Supervisor: Carlo Menon

Background:

Diseases of the heart are the leading cause of death in North America, with higher mortality rate than cancer. Over 7 million men and 6 million women are living with some form of coronary heart disease. Over a million people suffer a (new or recurrent) coronary attack every year, and about 40% of them die as a result of the attack.

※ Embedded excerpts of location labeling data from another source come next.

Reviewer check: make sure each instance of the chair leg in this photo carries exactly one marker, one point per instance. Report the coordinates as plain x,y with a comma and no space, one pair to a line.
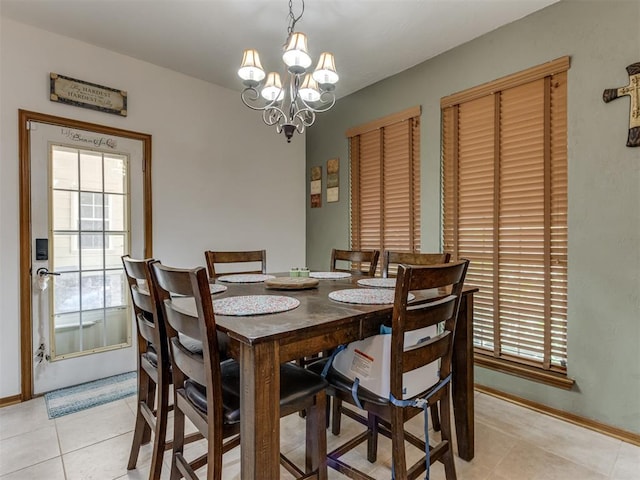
336,406
316,437
447,457
372,442
214,453
150,400
399,460
178,439
160,431
435,418
142,431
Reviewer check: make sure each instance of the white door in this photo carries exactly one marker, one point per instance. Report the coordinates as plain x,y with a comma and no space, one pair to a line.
86,212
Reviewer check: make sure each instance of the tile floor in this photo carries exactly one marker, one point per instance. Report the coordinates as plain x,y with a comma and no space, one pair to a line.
512,443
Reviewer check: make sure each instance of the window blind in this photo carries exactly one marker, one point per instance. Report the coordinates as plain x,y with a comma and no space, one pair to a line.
385,183
505,209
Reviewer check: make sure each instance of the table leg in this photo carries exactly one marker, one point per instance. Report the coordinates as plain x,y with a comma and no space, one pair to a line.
462,384
260,411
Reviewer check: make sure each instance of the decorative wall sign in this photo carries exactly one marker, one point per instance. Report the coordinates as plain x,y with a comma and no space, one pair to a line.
333,179
633,90
87,95
316,187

Myocardial Infarction (MI) or heart attack is most often caused by a blood clot, also known as thrombus, in the arterial vasculature surrounding the heart. MI refers to myocardial cell death and occurs due to a complete coronary obstruction which results in a profound blood flow impairment causing inadequate oxygen delivery to the heart muscle. Once such an obstruction begins, cell death can occur in as little as 20 minutes. Complete death of all myocardial cells at risk can occur in, at the earliest, 2 to 4 hours. Various methods have been developed to treat thrombus before MI occurs. The techniques vary from surgical procedures, such as coronary artery bypass grafting to minimally invasive procedures such as angioplasty, atherectomy, thrombectomy, and intra-arterial thrombolysis.

In Menon’s research laboratory, a new method that could be safely applied by unspecialized personnel on-site or during patient transportation to the hospital has been proposed. The method consists in applying low frequency mechanical vibrations synchronized with heart cycle of the patient, preferably along with injection of thrombus dissolving drugs.

Research done so far in Menon’s research laboratory:

Research is summarized in the following paper:

Zaidi, S.A., Marzencki, M., Menon, C., and Kaminska, B. (2010) Non-invasive method for pre-hospitalization treatment of heart attack patients, The 3^rd International Multi-Conference on Engineering and Technological Innovation (IMETI), Orlando, USA.

Research to be performed:

We plan to perform in-vitro tests to identify vibration patterns, which optimally disrupt clots. An experimental setup is to be prepared in order to perform the in-vitro tests. The student will work with the assistance of graduate students and Post doctorate fellows. There is a strong possibility to be involved on the publication of a scientific article.  Tasks to be performed include:

1)             Familiarize with LabVIEW software.

2)             Develop a hydrostatic system with pressure controlled through LabVIEW software.

3)             Familiarize with a power supply to be controlled from a personal computer (LabView software).

4)             Connect the power supply to control a hand-held vibrator.

5)             Develop a control LabView VI to make the vibrator reliably oscillate at different constant frequencies or sweep frequencies in the range 40-60Hz.

6)             Modify the hand-held vibrator to hold vials.

7)             Test the system with material simulating blood clots.

Required skills:

Prerequisite: at least 100 credit hours.

Experience with electrical test equipment (DMM, oscilloscope).

The ideal candidate would like to contribute in applied research and be willing to work on an applied biomedical project.